Myth 1 – “If I move my application to the public cloud, I no longer need to protect it myself, that’s why I am paying the cloud provider for.”
Initially, workloads used for test and development were the first to move, benefiting from the cloud’s economic pay-per-use model and resource elasticity. Once those trials were successful and confidence in the public cloud grew, organizations have moved additional workloads to the public cloud, including business-important and mission-critical applications, some of which were at the core of their business. Nevertheless, just because the decision was made to move them to the public cloud, the business requirements for those workloads regarding data protection and service availability did not change. Since the regulatory requirements and the internal business processes and practices still hold, there is a need to apply data protection solutions to achieve such level of persistency and availability. The obvious place to look for this is with the public cloud service providers, however careful reading of hyper-scale public clouds’ T&Cs show that the responsibility to protect the data lies on the user (i.e. you) and not on the cloud provider (e.g. AWS Customer Agreement section 4.3 and Microsoft Azure Agreement section 2.1).
The public cloud provider may provide tools to perform the protection, but putting them to work in a way that will satisfy the requirements of your manager, your organization and the regulator is your responsibility.
Myth 2 – “Cloud Native applications are designed according to 12-factor methodologies and are resilient, so they do not need data protection.”
Cloud native applications are very common with start-ups who build them from scratch following 12-factor application design principles.
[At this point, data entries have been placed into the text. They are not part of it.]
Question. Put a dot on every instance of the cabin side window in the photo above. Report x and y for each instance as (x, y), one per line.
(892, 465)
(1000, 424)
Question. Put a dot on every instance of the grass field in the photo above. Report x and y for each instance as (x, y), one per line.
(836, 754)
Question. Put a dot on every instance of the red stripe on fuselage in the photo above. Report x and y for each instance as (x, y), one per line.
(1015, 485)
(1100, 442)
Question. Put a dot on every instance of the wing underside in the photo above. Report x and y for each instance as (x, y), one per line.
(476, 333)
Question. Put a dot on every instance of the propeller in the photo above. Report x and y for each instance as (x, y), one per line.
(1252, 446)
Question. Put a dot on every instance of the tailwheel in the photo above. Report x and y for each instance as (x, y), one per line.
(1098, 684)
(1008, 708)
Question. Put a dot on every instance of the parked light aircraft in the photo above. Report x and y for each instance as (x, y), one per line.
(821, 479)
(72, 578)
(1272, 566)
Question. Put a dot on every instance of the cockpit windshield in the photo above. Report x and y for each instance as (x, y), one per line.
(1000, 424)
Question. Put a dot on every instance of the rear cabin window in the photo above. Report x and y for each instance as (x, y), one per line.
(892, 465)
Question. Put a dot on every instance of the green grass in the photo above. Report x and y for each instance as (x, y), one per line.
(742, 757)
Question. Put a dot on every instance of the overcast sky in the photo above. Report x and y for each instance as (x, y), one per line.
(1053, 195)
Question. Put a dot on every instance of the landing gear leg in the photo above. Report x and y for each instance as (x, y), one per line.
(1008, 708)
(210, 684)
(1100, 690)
Large organizations are also adopting this methodology and many enterprises with large development teams started adopting this approach to build their next generation applications. Twelve-factor development methodology makes the applications “cloud friendly” in the sense that it can behave better in the unstable cloud environment. For example, a software container is required to be stateless, so if it crashes, a new container can be automatically spun-up and continue where the former one has left off. The common misconception is that with this design, there’s no need for an additional layer of data protection. However, reality is that while this is a great approach to make the compute resources more resilient, it does not protect the data in the database, where the application state is being stored. Actually, the 12-factor approach relies on a reliable, persistent datastore/database for maintaining the application data, so protecting it is becoming even more important.
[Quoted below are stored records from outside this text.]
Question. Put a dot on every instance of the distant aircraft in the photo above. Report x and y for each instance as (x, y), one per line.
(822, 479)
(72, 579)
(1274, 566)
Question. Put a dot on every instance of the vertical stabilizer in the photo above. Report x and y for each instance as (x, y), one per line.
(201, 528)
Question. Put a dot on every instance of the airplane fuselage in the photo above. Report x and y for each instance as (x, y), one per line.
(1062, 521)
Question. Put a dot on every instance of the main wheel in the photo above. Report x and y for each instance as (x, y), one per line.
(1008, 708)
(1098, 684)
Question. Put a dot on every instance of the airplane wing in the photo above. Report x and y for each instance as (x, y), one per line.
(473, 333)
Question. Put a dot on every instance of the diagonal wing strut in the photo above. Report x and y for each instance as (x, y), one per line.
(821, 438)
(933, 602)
Myth 3 – “The Public Cloud provider gives me all that I need to easily protect my data.”
Well, this has some truth in it, but for many organizations the “easy” part is still a myth. The public cloud providers give tools and capabilities to perform the basic functions that are needed in order to create and retain copies of the data. However, they typically do not provide a fully designed data protection solution as provided by data protection vendors for on-premises deployments. For example, while you can create snapshots of the compute instances or storage volumes, there is no simple way built into the public cloud platform to manage the life-cycle of those snapshots, catalog them, search them, replicate them etc. Some operations are available on an individual instance/volume basis, but performing them on a large number of instances, with predefined protection policies while providing compliance reports, as would be required for many businesses and organizations is not easily achievable by the public cloud tools. The need to code and maintain scripts to perform all these operations may be challenging for the cloud administrator or the data protection analyst in the organization, and they may not be excited to continuously maintain and monitor changes and updates to them for years to come. Moreover, a majority of organizations are adopting a multi-cloud strategy, meaning they use clouds from several vendors simultaneously. Using directly tools provided by the cloud providers would require them to duplicate their efforts and manage things from two (or more) distinct user interfaces.
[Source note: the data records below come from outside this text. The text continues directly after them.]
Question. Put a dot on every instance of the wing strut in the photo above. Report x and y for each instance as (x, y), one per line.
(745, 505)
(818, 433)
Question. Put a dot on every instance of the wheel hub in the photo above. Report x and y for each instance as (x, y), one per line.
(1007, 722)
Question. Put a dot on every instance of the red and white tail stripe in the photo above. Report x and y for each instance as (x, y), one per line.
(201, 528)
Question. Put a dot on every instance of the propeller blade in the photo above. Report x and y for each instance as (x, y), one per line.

Luckily, there are solutions created by vendors to help manage data protection in the public cloud using the efficient public cloud native tools and building layers of automation and orchestration on top of them. One such solution is Dell EMC Cloud Snapshot Manager that provides this capability “as-a-service” and helps manage snapshots in the public cloud in a way that will be simple, yet comprehensive for the cloud administrator. Without the need for any software installation, it can automatically discover all the elements in the user’s public cloud environment, assign protection policies based on tagging and manage full life cycle of the snapshots without the need for manual intervention. This helps the user maintain compliance with the various requirements while controlling public cloud costs, e.g. by discarding unnecessary old snapshots.
Public clouds are great options that are part of the current and future IT environment, however it is always essential to ensure the transition to the public cloud is planned carefully, and that the business requirements for data protection are always met. Make sure your data and workloads are available and recoverable, no matter what happens.